Y no se trataba sólo de artesanos y de comerciantes, de esa burguesía que entonces estaba empezando a desarrollarse en Europa. Ese movimiento de personas se daba también entre los miembros del llamado “tercer estado”. Braudel nos informa que en la segunda mitad del siglo XVI y en las primeras décadas de la centuria siguiente, por ejemplo, se establecieron en las comarcas valencianas diversas familias procedentes del centro de Francia. Una de esas familias, sabemos nosotros, era la de los Landes, quienes procedían de la comarca de las Landas (de ahí su apellido), y que algunas generaciones más tarde, a caballo entre los siglos XVII y XVIII, dos de sus descendientes, hermanos, terminaron por establecerse en Cuenca, iniciando de esta forma una dinastía de hortelanos y labradores de más honda tradición en la ciudad del Júcar, los Llandres.

Aunque la crisis en la que se vio inmersa la ciudad de manera trágica desde finales del siglo XVI hasta la mitad del XVIII ralentizó esta movilidad geográfica, no la interrumpió por completo. Todavía en el siglo XVIII veremos instalarse en la ciudad, de manera definitiva, a un rico comerciante extranjero, Melchor José Ortineri, que era oriundo del Alto Adagio, en la comarca de Bolzano, una región alpina en la frontera entre Italia y el imperio de los Habsburgo (prometo hablar más detenidamente de este interesante personaje en alguna entrada posterior). Y en las primeras centurias de la década siguiente, también se establecieron en un pueblo de tamaño mediano, como San Lorenzo de la Parrilla, se establecieron a principios del siglo XIX tres caldereros de origen napolitano, oriundos de Rivello, Juan, José, y Juan Luis Lacorti, o Lacorte, caldereros de profesión, que hacia el año 1820 solicitaban del tribunal diocesano la autorización de sus matrimonios respectivos con tres mujeres de ese pueblo (Águeda de Lucas, Estanislá Peraile y Mariana Álvarez, respectivamente), iniciando de esa forma una nueva dinastía conquense, los Lacort. Y es que hacia se había establecido en este pueblo una compañía de caldereros napolitanos, a cuyo frente figuraba un miembro de esta estirpe, Bartolomé Lacorti, que fallecería en el pueblo a finales de 1815.
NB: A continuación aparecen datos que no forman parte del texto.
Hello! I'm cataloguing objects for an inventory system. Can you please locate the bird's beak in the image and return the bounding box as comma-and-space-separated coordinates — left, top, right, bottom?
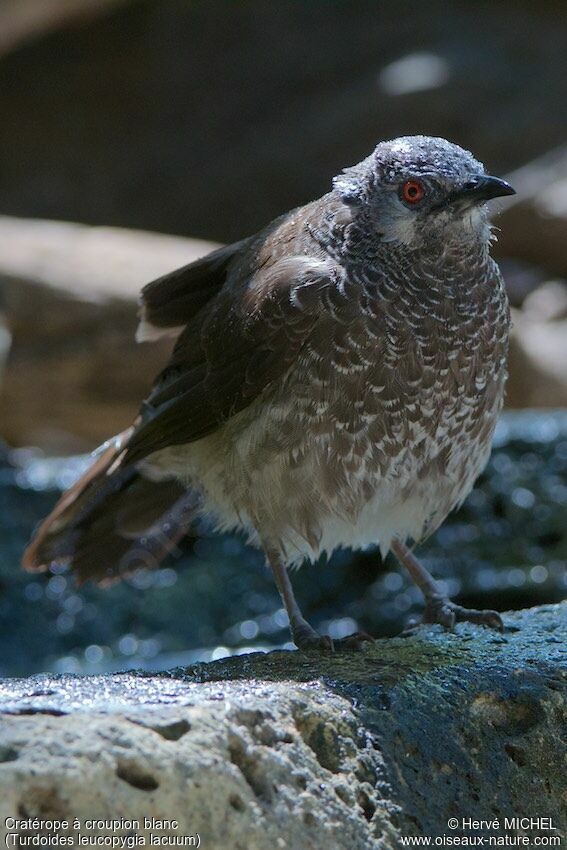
450, 174, 516, 204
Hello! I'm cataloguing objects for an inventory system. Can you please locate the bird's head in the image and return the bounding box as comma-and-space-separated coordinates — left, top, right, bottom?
334, 136, 514, 248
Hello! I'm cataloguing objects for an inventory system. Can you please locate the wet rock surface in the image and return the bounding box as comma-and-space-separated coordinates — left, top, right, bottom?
0, 604, 567, 850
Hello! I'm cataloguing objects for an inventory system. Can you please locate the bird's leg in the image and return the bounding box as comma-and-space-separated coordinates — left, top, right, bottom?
266, 549, 334, 652
266, 549, 374, 652
390, 540, 504, 631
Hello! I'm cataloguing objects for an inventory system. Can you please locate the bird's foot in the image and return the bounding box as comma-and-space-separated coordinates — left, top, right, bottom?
291, 623, 335, 652
333, 632, 374, 652
421, 596, 504, 632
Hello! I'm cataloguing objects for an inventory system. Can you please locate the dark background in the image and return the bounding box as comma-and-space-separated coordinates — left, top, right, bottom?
0, 0, 567, 242
0, 0, 567, 675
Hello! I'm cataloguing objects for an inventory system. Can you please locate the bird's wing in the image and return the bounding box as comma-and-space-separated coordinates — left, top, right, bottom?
122, 256, 342, 463
136, 239, 250, 342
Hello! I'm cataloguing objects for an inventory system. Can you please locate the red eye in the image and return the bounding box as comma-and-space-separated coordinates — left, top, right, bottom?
402, 180, 425, 204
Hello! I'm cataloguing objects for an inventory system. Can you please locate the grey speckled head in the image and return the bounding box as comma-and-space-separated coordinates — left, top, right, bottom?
333, 136, 514, 246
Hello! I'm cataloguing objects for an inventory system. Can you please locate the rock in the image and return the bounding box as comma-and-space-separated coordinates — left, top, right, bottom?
506, 308, 567, 408
0, 604, 567, 850
496, 145, 567, 278
0, 217, 220, 454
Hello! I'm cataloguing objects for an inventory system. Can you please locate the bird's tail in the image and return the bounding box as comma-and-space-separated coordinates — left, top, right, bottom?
22, 428, 198, 583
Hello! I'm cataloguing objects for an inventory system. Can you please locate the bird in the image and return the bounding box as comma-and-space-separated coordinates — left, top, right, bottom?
23, 135, 514, 651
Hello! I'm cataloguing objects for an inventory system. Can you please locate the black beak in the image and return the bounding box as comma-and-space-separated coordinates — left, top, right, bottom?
450, 174, 516, 204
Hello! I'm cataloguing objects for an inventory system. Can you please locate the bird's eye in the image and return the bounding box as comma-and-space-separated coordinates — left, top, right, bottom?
402, 180, 425, 204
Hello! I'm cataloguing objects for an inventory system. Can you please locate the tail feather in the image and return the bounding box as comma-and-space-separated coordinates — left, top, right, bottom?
22, 429, 199, 582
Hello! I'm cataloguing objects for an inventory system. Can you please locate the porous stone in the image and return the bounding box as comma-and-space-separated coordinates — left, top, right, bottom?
0, 604, 567, 850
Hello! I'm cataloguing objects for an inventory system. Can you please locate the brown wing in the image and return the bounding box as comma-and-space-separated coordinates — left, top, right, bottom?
123, 256, 341, 463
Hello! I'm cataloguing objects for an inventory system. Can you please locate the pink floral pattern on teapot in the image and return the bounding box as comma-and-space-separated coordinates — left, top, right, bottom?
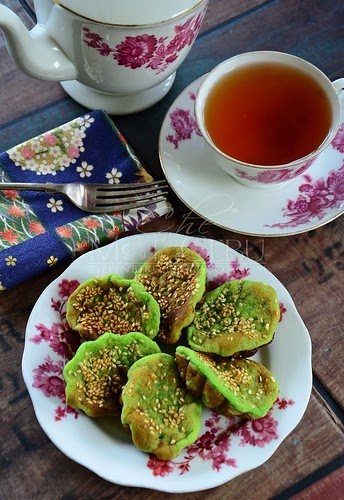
83, 10, 205, 74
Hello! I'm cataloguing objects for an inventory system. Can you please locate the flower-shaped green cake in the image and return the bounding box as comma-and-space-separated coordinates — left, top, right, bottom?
121, 353, 202, 460
176, 346, 278, 418
187, 280, 280, 356
67, 274, 160, 340
135, 247, 207, 344
63, 332, 160, 417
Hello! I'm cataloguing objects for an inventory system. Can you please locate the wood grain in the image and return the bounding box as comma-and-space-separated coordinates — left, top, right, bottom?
0, 0, 344, 500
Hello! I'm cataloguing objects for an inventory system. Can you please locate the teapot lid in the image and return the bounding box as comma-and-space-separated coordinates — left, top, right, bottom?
54, 0, 206, 26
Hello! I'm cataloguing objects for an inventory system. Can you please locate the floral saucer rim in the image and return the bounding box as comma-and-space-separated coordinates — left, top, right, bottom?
22, 233, 312, 493
159, 75, 344, 237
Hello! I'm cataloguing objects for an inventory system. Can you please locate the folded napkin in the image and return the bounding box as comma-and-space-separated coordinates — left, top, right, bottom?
0, 111, 171, 290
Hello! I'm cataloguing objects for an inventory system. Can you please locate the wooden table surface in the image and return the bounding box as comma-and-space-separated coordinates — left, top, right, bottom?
0, 0, 344, 500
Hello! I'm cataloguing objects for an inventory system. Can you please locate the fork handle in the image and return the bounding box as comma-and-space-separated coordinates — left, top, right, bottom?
0, 182, 59, 193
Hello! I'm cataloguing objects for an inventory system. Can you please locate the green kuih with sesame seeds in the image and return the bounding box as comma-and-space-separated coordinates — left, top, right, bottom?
63, 332, 160, 417
187, 280, 280, 357
176, 346, 279, 418
66, 274, 160, 340
134, 247, 207, 344
121, 353, 202, 460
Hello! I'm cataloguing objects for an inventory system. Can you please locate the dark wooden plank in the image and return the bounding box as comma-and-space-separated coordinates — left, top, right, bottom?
293, 467, 344, 500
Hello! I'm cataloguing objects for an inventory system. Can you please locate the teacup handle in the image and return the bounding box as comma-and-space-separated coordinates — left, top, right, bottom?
332, 78, 344, 119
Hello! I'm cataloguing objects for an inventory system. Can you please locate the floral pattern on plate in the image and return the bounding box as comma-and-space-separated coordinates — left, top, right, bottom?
23, 233, 311, 492
159, 77, 344, 236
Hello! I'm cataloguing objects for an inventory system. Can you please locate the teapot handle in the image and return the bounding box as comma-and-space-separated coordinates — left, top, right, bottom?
0, 4, 78, 81
18, 0, 37, 24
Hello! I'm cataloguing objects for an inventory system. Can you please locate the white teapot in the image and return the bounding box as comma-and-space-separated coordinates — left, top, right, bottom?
0, 0, 208, 114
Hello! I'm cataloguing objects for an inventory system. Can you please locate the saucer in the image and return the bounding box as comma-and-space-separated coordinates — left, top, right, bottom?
159, 76, 344, 236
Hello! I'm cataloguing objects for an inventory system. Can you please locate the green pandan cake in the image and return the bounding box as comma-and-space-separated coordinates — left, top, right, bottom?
67, 274, 160, 340
176, 346, 278, 418
63, 332, 160, 417
187, 280, 280, 357
134, 247, 207, 344
121, 353, 202, 460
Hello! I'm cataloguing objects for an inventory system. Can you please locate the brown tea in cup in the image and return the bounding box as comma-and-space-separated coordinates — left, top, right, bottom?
204, 62, 333, 166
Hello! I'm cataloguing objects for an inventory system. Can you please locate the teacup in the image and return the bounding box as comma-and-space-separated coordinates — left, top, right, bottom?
0, 0, 208, 114
195, 51, 344, 188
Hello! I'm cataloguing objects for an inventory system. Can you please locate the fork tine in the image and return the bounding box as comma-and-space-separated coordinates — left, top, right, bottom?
92, 194, 166, 212
95, 189, 168, 204
93, 180, 168, 196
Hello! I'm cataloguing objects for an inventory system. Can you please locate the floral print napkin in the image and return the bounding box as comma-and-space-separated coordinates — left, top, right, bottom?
0, 111, 171, 290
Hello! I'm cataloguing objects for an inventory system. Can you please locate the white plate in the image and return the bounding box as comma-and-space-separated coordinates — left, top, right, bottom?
159, 77, 344, 236
22, 233, 312, 493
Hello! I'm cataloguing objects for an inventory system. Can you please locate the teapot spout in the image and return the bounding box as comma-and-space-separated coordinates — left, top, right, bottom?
0, 4, 77, 81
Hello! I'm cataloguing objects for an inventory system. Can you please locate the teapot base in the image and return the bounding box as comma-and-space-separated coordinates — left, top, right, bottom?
60, 72, 176, 115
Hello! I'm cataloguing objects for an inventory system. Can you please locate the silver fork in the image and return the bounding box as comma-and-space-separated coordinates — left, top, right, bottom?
0, 180, 168, 213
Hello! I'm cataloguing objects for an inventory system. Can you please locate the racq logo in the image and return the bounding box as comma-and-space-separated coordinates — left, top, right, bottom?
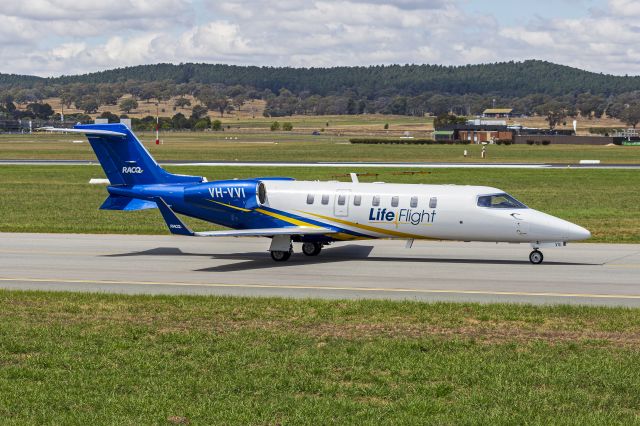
122, 166, 143, 175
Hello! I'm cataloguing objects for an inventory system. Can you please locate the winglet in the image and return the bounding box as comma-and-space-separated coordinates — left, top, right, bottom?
153, 197, 194, 237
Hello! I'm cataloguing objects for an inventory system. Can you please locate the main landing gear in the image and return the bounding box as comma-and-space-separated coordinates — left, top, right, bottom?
270, 243, 323, 262
271, 249, 293, 262
302, 243, 322, 256
529, 249, 544, 265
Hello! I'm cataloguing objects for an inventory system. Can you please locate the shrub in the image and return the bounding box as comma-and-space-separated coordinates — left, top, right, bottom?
194, 119, 210, 130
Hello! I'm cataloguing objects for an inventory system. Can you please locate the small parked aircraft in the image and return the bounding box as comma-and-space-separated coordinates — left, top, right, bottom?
42, 124, 591, 264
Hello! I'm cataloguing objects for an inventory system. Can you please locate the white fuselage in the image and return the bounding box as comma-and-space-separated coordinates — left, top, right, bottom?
265, 180, 591, 243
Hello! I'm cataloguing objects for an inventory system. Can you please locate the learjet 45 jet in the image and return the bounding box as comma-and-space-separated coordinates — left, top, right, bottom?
38, 124, 591, 264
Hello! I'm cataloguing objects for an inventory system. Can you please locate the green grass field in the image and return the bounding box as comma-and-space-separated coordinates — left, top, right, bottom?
0, 291, 640, 425
0, 132, 640, 164
0, 166, 640, 243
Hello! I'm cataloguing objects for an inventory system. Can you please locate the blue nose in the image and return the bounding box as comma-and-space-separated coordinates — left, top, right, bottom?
567, 223, 591, 241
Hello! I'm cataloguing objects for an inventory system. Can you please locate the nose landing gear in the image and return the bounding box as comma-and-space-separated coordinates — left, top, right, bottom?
529, 249, 544, 265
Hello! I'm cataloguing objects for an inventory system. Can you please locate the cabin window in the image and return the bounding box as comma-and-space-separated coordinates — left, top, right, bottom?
478, 194, 527, 209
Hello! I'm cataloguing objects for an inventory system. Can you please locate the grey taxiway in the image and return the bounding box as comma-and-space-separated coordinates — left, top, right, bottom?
0, 233, 640, 306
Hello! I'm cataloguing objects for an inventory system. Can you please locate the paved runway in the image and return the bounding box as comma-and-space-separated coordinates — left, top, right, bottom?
0, 160, 640, 169
0, 234, 640, 306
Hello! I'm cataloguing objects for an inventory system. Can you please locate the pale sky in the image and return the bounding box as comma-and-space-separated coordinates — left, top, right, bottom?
0, 0, 640, 76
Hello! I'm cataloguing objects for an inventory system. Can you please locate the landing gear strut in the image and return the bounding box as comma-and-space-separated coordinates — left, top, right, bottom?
302, 243, 322, 256
271, 250, 292, 262
529, 249, 544, 265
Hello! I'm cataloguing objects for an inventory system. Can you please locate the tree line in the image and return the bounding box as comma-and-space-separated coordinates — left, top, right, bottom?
0, 61, 640, 128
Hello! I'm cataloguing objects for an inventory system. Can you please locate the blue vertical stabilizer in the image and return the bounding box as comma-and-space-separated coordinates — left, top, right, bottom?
74, 124, 204, 186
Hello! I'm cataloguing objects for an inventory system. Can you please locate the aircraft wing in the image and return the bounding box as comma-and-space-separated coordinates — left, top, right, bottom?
193, 226, 336, 237
154, 197, 336, 237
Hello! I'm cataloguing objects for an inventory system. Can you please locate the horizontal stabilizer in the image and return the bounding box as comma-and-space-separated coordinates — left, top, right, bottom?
36, 127, 127, 138
100, 195, 158, 210
194, 226, 336, 237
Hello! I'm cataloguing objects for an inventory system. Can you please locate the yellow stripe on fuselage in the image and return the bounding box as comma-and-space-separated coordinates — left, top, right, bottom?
207, 200, 251, 212
255, 209, 322, 228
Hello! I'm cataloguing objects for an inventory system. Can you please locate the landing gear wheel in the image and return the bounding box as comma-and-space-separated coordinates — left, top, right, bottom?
271, 251, 291, 262
302, 243, 322, 256
529, 250, 544, 265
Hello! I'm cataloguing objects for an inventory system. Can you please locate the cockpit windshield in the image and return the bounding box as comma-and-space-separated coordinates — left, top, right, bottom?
478, 194, 527, 209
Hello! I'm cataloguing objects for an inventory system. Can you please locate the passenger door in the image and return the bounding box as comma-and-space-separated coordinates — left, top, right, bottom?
333, 189, 351, 217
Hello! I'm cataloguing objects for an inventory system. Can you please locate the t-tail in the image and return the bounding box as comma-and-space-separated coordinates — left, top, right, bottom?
73, 124, 204, 186
42, 124, 206, 186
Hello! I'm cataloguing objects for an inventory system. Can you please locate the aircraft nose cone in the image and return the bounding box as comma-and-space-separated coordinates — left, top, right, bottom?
567, 223, 591, 241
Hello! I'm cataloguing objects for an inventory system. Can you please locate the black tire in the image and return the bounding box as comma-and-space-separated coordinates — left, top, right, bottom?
302, 243, 322, 256
271, 251, 291, 262
529, 250, 544, 265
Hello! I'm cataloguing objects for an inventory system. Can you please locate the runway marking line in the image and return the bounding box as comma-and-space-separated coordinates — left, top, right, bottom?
0, 278, 640, 299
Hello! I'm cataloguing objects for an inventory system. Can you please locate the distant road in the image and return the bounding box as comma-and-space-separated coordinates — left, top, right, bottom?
0, 233, 640, 306
0, 160, 640, 169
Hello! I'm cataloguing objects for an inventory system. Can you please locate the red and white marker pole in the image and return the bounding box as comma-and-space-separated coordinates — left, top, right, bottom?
156, 104, 160, 145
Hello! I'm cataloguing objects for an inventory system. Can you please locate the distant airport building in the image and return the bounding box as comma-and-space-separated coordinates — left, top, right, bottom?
482, 108, 513, 118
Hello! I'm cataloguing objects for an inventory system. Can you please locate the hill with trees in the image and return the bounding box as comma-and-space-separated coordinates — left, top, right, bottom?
0, 60, 640, 129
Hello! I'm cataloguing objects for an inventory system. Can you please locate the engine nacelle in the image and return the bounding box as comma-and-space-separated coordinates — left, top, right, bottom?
184, 180, 267, 210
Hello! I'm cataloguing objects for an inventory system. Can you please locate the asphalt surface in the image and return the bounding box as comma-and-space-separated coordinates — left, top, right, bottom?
0, 233, 640, 306
0, 160, 640, 169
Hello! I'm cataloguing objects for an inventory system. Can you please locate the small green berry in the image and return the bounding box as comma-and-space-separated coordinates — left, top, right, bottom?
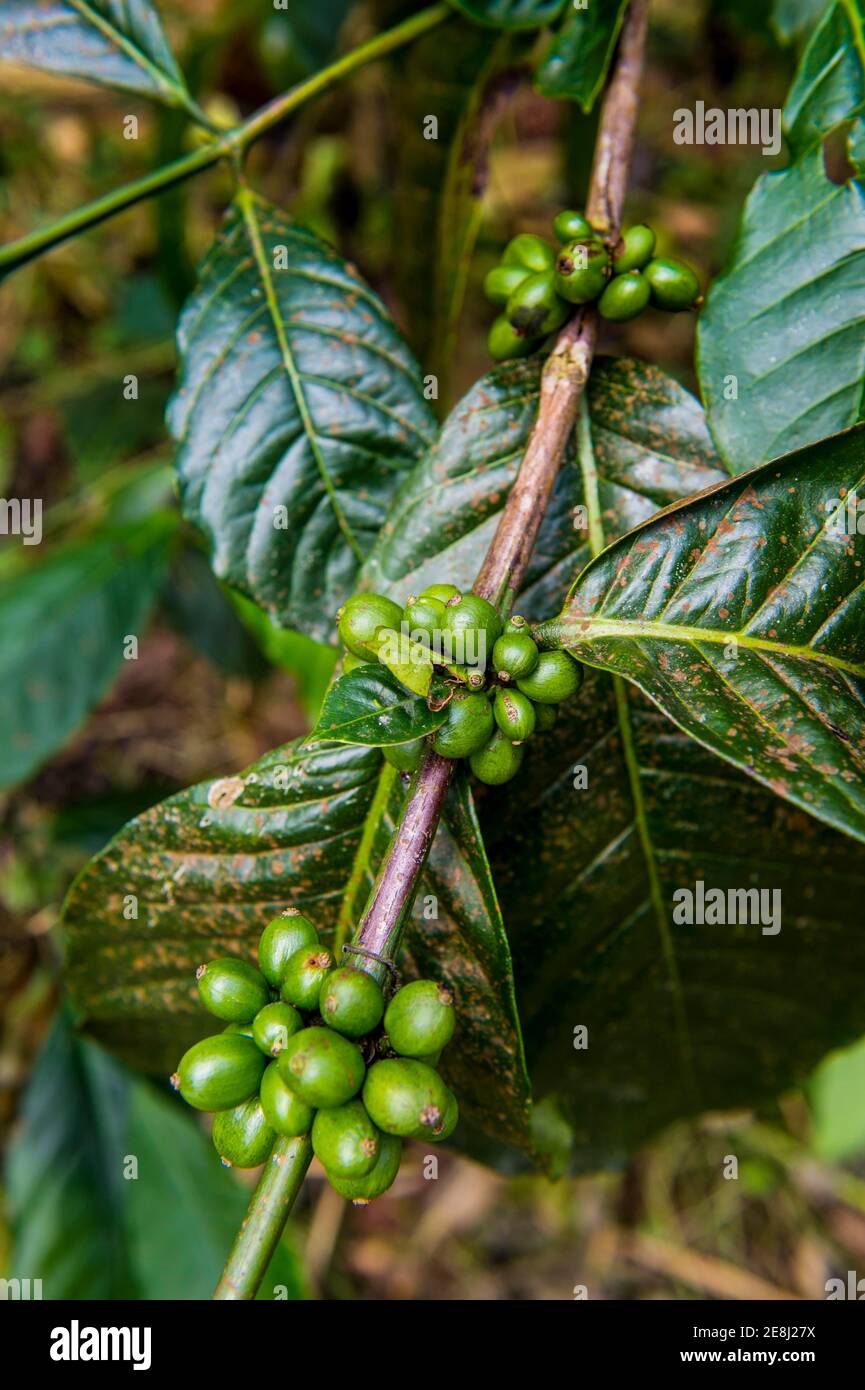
363, 1056, 448, 1138
252, 1004, 303, 1056
502, 232, 556, 274
211, 1095, 277, 1168
339, 594, 402, 660
260, 1062, 316, 1138
492, 689, 537, 744
325, 1134, 402, 1207
492, 631, 540, 681
259, 908, 318, 990
613, 222, 655, 275
313, 1101, 384, 1177
598, 270, 651, 324
484, 265, 533, 304
384, 980, 456, 1061
195, 956, 270, 1023
517, 652, 583, 705
277, 1027, 366, 1109
318, 965, 384, 1038
644, 256, 700, 314
171, 1033, 266, 1111
469, 728, 526, 787
552, 209, 595, 242
280, 947, 334, 1009
433, 694, 494, 758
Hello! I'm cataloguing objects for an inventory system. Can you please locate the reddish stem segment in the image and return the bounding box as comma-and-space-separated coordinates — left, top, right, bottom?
355, 0, 649, 976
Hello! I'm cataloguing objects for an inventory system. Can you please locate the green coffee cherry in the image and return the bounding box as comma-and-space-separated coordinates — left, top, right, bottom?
517, 652, 583, 705
534, 705, 559, 734
428, 1091, 459, 1144
195, 956, 270, 1023
492, 689, 537, 744
613, 222, 655, 275
363, 1056, 448, 1138
555, 238, 609, 304
318, 965, 384, 1038
420, 584, 460, 603
552, 210, 595, 242
252, 1004, 303, 1056
260, 1062, 316, 1138
445, 594, 502, 666
381, 738, 427, 773
402, 594, 445, 637
280, 947, 334, 1009
384, 980, 456, 1061
277, 1027, 366, 1109
469, 728, 524, 787
339, 594, 402, 662
484, 265, 531, 304
213, 1095, 277, 1168
327, 1134, 402, 1207
433, 694, 494, 758
171, 1033, 266, 1111
487, 314, 538, 361
492, 631, 540, 681
259, 908, 318, 990
313, 1101, 384, 1177
598, 270, 651, 324
644, 256, 700, 313
502, 232, 556, 274
505, 270, 569, 338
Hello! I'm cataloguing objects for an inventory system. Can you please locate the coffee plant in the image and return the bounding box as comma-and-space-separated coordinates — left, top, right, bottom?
0, 0, 865, 1298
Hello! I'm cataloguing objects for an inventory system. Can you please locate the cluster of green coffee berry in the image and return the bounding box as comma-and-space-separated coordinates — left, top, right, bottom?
339, 584, 583, 787
484, 211, 700, 361
171, 908, 459, 1204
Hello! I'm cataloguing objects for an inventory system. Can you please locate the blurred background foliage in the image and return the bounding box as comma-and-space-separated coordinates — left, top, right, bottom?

Otro de los miembros de esta compañía, Blas Sandoro, también terminó por establecerse en el pueblo, al haber contraído matrimonio con Jesusa Guijarro. No eran estos, por otra parte, no eran estos caldereros los únicos extranjeros que se habían establecido en aquellos tiempos en esta localidad mediana: en 1816, Juan Francisco Berres, de nación francesa, solicitaba del mismo tribunal diocesano que se le despachara atestado de libertad para poder contraer el matrimonio que tenía tratado con Jacinta Recien, natural de San Felipe de la Oriva, pequeña localidad del reino de Valencia.